1%) (41). Hundscheid et al. found that paternally inherited Fragile X premutations were more likely to give rise to POF than maternally inherited premutations. The authors hypothesized that an imprinting effect in POF could be confined to paternally inherited Fragile X premutation (44). This finding was not substantiated in subsequent studies (45, 46). Carriers of the FMR1 premutation actually produce higher levels of FMR1 m-RNA than normal, which causes neuronal cell degeneration (47). Some practitioners surmised that the same mechanism might be at work in the ovary as the cause of follicular atresia and ovarian failure in the carrier state (48, 49).

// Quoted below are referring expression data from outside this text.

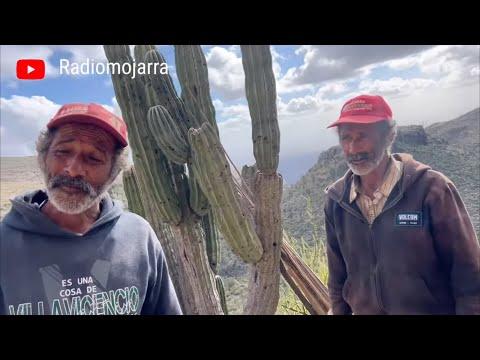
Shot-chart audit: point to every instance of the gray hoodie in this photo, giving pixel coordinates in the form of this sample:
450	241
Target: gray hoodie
117	267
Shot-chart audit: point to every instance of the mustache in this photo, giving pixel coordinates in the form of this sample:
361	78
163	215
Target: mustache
358	157
79	183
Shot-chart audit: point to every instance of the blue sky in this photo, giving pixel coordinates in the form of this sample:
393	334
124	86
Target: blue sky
423	84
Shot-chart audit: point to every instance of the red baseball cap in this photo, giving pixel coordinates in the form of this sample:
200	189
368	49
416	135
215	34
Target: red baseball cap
91	114
364	109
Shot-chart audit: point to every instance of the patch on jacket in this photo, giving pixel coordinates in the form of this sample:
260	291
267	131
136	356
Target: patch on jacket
412	218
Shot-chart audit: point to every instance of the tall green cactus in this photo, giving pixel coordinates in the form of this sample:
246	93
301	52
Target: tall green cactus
162	177
262	96
181	166
263	294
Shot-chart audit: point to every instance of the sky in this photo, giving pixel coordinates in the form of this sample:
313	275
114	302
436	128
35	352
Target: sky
423	84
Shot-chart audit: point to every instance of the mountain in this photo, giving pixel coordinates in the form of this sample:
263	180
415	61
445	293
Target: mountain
451	147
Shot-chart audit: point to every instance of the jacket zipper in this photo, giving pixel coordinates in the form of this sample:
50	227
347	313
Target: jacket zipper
374	252
376	255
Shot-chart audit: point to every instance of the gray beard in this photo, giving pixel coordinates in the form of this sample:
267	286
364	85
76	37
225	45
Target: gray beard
75	204
370	164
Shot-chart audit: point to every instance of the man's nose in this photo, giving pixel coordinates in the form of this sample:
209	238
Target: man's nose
352	147
75	167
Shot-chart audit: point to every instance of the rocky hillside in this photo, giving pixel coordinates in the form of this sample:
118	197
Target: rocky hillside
451	147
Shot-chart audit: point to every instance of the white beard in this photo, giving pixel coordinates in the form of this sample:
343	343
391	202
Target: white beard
369	165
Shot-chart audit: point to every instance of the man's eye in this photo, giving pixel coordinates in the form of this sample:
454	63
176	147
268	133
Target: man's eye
94	159
61	152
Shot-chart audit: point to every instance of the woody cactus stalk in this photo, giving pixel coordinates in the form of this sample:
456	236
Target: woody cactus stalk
185	184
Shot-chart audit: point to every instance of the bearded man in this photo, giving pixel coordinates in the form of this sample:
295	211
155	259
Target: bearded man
399	239
69	249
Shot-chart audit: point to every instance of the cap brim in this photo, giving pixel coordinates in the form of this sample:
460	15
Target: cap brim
88	119
358	119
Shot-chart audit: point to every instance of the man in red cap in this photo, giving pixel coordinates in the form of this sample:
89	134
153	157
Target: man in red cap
70	249
399	239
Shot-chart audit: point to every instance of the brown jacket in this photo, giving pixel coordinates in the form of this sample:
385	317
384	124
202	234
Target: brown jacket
419	256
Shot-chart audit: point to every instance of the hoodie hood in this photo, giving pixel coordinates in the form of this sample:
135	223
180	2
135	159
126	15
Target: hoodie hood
25	215
412	171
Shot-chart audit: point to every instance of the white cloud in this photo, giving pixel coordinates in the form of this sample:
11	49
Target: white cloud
225	73
22	119
328	62
396	86
452	65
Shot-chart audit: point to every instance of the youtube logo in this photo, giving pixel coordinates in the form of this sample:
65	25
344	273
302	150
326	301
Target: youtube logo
30	69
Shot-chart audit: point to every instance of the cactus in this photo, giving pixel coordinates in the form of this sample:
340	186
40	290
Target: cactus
162	178
170	135
263	293
215	179
261	96
221	293
211	242
131	188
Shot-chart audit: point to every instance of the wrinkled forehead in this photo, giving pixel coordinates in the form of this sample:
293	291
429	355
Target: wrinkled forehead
85	133
357	128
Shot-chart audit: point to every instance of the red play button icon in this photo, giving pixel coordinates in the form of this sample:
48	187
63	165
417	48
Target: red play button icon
30	69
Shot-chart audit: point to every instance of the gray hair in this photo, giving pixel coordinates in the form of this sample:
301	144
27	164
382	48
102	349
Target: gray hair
45	139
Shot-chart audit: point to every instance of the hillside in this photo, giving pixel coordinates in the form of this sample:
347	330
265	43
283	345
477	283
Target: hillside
450	147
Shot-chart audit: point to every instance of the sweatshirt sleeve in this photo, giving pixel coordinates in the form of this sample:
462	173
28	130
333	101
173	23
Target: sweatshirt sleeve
457	245
161	296
337	272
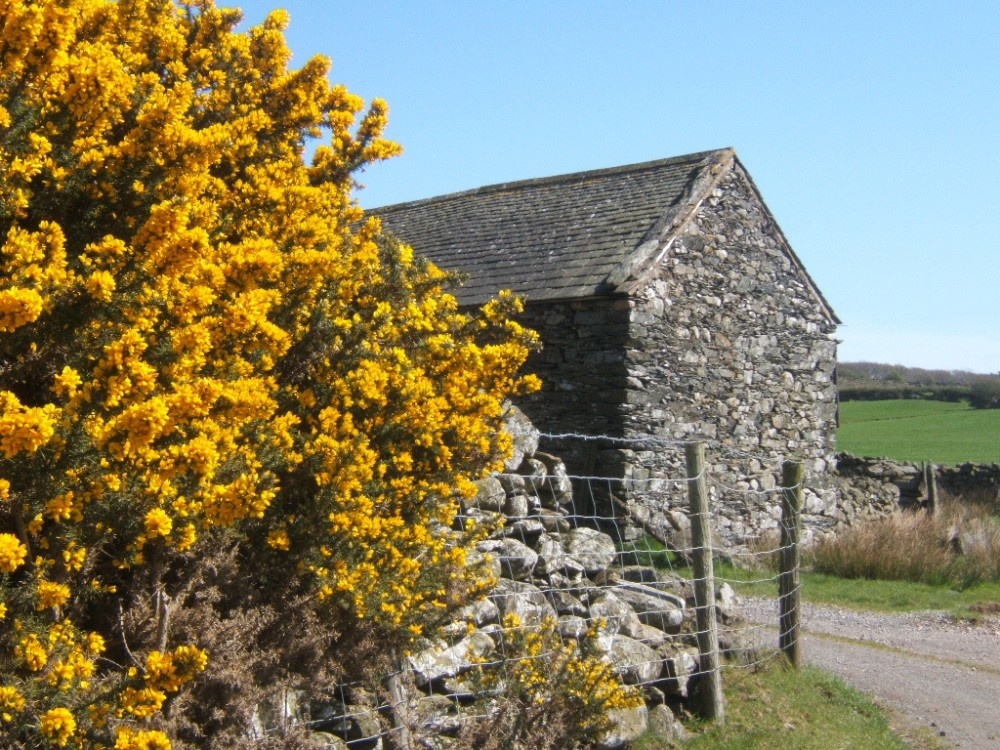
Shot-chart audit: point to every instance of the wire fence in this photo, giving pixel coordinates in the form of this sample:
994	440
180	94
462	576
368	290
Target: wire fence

Approximately 14% of women with familial POF have a premutation in the FMR1 gene, as compared to 2% of women with isolated POF (42). For women with sporadic spontaneous POF, no analysis of the cost/benefit or ethical, legal, or social implications of genetic counseling for Fragile X syndrome is available; however, the American College of Obstetrics and Gynecology (ACOG) recommended screening in these situations (33):

Young women with elevated levels of FSH hormone, especially with a family history of premature ovarian failure, Fragile X syndrome, or a relative of either sex with undiagnosed intellectual disability.

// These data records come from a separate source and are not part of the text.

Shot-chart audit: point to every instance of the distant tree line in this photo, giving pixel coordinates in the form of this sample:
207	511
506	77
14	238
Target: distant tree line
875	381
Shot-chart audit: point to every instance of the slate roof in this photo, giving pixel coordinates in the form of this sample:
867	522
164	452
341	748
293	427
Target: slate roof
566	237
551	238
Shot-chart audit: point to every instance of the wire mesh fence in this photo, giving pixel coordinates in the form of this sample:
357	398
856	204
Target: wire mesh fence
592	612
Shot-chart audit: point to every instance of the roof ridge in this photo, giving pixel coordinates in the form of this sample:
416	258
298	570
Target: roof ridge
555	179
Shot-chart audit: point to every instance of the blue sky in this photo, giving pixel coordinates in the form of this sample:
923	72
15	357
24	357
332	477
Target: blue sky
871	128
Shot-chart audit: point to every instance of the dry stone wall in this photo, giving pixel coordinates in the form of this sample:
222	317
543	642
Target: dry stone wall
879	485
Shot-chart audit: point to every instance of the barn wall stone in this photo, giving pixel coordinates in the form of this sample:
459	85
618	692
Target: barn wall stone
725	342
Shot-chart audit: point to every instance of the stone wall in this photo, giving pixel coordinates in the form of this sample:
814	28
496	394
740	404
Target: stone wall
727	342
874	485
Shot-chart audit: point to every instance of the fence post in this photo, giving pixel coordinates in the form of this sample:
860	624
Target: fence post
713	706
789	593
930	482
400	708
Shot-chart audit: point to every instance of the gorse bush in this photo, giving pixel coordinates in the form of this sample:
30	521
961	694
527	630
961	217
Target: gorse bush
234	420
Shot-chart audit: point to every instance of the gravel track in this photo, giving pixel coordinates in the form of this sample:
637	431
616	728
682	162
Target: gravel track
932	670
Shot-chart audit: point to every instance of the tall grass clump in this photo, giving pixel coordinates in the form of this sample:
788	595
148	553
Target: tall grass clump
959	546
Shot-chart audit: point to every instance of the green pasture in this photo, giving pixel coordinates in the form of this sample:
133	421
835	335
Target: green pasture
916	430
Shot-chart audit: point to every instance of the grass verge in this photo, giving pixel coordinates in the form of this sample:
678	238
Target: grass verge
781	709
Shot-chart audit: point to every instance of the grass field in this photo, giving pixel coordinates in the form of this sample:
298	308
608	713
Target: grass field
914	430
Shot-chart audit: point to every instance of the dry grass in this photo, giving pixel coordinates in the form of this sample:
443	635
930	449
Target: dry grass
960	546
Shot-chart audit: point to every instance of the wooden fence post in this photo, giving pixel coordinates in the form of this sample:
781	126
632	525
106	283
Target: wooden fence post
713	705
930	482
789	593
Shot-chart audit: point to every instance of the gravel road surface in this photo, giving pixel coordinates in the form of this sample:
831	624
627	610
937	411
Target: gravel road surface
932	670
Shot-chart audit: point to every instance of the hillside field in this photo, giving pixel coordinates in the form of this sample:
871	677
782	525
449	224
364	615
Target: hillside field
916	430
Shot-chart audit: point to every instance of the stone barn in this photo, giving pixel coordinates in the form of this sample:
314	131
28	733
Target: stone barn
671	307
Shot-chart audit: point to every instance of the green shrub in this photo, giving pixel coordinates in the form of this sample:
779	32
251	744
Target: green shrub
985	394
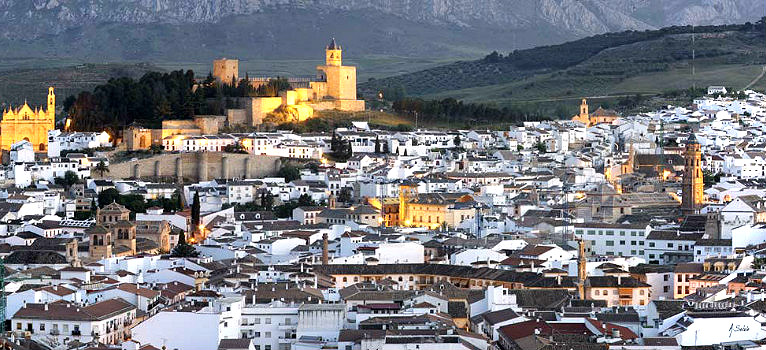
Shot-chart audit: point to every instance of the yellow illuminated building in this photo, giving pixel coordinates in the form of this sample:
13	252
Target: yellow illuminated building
692	194
24	123
599	116
433	210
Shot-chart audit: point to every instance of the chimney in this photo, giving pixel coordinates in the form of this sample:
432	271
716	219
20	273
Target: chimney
325	253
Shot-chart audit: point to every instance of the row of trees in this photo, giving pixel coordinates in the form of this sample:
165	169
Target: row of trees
571	53
452	109
136	202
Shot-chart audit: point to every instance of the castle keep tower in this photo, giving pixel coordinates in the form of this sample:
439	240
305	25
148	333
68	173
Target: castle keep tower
693	185
333	54
224	70
24	123
336	83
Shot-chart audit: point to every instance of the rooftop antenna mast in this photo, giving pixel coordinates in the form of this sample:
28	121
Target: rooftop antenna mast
694	81
2	296
565	211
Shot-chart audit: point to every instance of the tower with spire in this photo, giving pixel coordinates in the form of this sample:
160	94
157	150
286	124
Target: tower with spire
333	54
692	195
336	83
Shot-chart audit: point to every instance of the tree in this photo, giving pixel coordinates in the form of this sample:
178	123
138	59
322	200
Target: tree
176	200
195	212
156	149
305	201
267	201
709	178
101	168
183	249
344	195
541	147
70	178
289	172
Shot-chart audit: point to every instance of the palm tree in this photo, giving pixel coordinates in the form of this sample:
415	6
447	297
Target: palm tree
101	168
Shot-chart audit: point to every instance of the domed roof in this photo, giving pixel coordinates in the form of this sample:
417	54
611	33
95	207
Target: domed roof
333	45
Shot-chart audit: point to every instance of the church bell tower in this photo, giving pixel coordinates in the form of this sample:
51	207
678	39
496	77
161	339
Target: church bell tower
51	111
692	194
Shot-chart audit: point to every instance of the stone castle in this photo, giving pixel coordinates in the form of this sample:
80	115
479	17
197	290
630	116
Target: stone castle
333	87
25	123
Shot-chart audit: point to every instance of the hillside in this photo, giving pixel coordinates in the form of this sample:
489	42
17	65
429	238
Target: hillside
598	65
32	84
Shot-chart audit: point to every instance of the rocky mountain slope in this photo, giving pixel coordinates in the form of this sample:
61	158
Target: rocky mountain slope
267	28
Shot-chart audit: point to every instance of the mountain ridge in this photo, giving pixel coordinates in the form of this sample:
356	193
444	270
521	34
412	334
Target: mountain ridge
511	24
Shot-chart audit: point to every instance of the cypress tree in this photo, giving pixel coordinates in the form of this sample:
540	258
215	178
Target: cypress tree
195	212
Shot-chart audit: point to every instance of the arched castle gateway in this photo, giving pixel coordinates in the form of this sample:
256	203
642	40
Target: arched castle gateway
24	123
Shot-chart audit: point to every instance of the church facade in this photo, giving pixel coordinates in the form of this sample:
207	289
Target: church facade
598	116
25	123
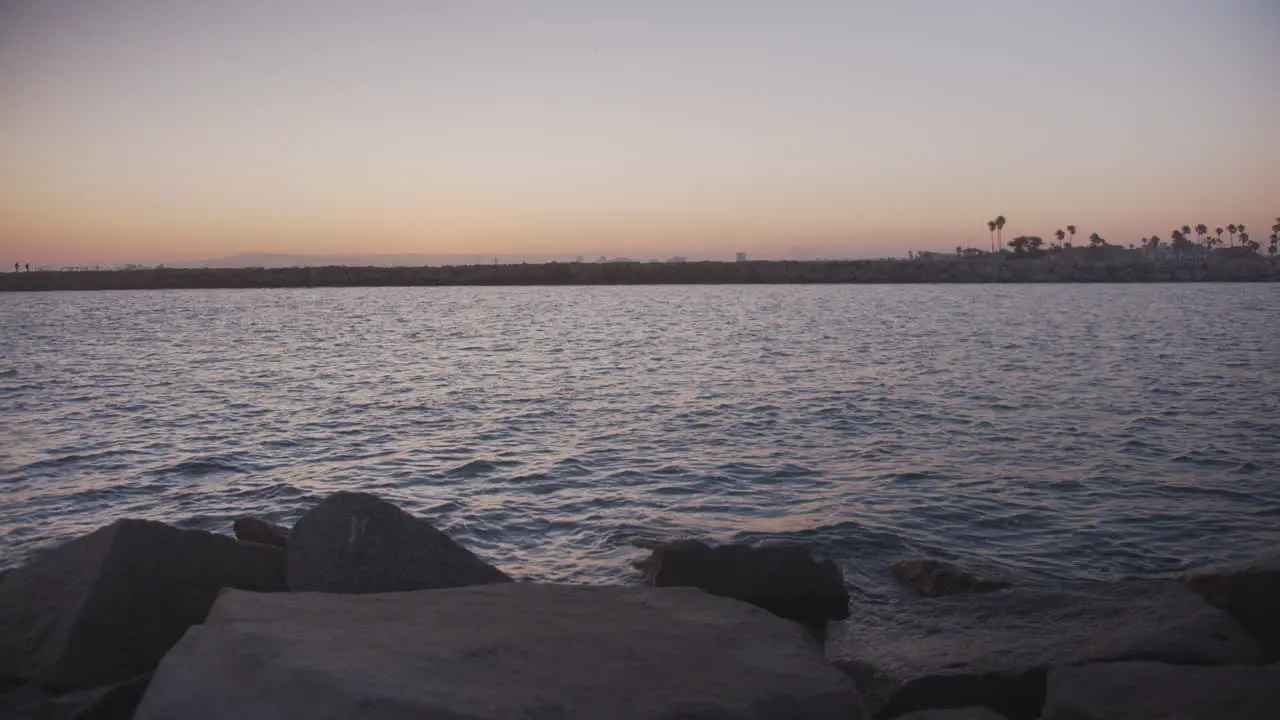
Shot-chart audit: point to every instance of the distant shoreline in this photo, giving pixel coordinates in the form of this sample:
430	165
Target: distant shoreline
1074	268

Actually, there is a need for each woman diagnosed with spontaneous POF to be informed of her increased risk of carrying a premutation in the FMR1 gene and about the availability of genetic testing to detect this condition. Identification of families that carry the FMR1 premutation would permit women of childbearing age to be counseled about their reproductive options and monitored more closely for the possible development of premature ovarian failure. PGD, CVS, and amniocentesis are options for prenatal diagnosis in situations with maternal premutation or full mutation (50).

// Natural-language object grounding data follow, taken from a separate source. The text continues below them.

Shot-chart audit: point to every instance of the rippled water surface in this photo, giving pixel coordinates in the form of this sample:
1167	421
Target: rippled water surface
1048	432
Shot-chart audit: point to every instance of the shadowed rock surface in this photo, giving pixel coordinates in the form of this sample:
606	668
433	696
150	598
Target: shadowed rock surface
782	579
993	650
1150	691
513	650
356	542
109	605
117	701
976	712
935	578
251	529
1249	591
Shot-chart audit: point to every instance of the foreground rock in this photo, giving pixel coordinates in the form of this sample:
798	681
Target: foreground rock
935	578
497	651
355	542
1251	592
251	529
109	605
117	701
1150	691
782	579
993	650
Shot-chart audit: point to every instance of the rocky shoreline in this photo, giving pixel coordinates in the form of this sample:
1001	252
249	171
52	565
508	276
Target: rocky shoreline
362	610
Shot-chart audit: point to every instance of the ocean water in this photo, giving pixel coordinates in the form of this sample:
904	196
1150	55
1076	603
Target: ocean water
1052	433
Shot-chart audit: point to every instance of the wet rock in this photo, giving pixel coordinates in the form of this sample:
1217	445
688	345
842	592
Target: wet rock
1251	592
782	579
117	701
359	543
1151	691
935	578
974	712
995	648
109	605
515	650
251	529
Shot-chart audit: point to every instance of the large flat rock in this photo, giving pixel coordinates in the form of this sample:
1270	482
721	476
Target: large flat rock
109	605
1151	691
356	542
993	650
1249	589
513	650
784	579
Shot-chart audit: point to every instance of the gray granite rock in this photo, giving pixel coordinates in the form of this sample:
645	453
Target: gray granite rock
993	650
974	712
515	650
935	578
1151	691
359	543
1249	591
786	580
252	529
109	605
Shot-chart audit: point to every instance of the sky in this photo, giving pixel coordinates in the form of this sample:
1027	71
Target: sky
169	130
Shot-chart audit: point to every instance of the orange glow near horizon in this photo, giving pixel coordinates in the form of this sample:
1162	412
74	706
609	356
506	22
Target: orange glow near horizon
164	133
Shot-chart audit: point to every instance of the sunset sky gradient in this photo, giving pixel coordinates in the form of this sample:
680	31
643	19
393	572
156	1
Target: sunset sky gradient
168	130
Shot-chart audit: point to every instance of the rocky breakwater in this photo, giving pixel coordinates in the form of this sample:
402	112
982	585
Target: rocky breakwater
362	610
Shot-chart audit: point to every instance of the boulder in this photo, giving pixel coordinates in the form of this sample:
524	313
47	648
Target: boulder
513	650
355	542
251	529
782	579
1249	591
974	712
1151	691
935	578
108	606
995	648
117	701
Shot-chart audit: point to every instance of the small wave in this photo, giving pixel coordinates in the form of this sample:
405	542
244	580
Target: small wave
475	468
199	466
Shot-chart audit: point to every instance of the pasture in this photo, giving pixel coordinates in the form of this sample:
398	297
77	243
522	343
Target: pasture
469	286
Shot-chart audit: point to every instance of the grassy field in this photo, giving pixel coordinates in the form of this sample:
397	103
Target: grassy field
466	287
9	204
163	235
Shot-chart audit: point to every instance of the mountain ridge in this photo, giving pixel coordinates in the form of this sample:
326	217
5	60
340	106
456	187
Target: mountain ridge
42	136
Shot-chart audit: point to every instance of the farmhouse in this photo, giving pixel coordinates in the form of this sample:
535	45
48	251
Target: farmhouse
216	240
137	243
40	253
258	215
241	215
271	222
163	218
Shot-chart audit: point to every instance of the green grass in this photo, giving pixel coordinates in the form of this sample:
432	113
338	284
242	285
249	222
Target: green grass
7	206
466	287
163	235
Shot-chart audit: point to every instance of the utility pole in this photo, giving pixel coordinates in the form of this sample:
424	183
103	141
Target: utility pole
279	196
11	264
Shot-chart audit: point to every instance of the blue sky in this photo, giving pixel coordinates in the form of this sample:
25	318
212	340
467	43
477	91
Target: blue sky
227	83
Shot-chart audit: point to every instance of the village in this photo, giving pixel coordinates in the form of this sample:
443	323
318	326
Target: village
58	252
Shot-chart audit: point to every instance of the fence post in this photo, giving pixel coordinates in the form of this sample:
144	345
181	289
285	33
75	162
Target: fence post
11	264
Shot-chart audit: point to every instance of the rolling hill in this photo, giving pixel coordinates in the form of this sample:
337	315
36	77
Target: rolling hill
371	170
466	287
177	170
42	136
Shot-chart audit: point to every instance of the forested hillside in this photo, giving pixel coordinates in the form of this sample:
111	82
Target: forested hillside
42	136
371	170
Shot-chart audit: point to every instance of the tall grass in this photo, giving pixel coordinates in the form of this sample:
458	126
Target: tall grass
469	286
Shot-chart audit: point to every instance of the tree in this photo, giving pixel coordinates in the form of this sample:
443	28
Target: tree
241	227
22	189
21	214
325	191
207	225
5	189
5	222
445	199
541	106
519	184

The associations of POF and other abnormalities of the X chromosome have been extensively reported in literature (15). The breakpoint in Xq24 may be associated with POF (51). Bone morphogenetic protein 15 (BMP15) gene maps to Xp11. 2 within the Xp POF critical region. Heterozygous mutation of this gene was reported in two sisters with POF (52).

We found only one study in Iranian literature about chromosomal abnormalities in Iranian women with POF, which has showed definite abnormal X chromosomes in 17. 65% of these patients (27).

Abnormal karyotypes are detected in 13-50% of patients who develop prienorrhea due to POF. více než 60 datování Thus, cytogenetic analysis should be performed as a part of basic evaluation of women diagnosed with POF. Having this information ily members (53). If Y chromosome material presents, gonadectomy is mandatory for the prevention of gonadoblastoma (53).

Galactosemia

best dating sites for young professionals

Galactosemia is a rare autosomal recessive disorder which occurs due to a deficiency in the enzyme galactose-1-phosphate uridyltransferase (GALT). The GALT gene maps to chromosome 9p13. These patients develop hepatocellular, ocular, renal, and neurological damage as a result of the accumulation of galactose and its metabolites. The prevalence of POF is 60-70% in female patients with galactosemia (53). There is controversy about the pathophysiology of ovarian damage in galactosemia. It may be due to the toxic effect of galactose (or one of metabolites) on follicular structures, the decrease in the initial number of oogonia during fetal life, accelerated follicular atresia after birth and before puberty, defective gonadotropin function due to abnormalities in their carbohydrate composition and reduced bioactivity, and/or the neutral isoelectric point in FSH isoforms (53). So, the exact mechanism of ovarian failure has not been elucidated in patients with galactosemia and POF.

Autosomal disorders

GALT 188Q is a genetic marker which has been identified in some patients with galactosemia. Premature ovarian dysfunction has not been diagnosed in individuals heterozygous for GALT188Q mutations. (54).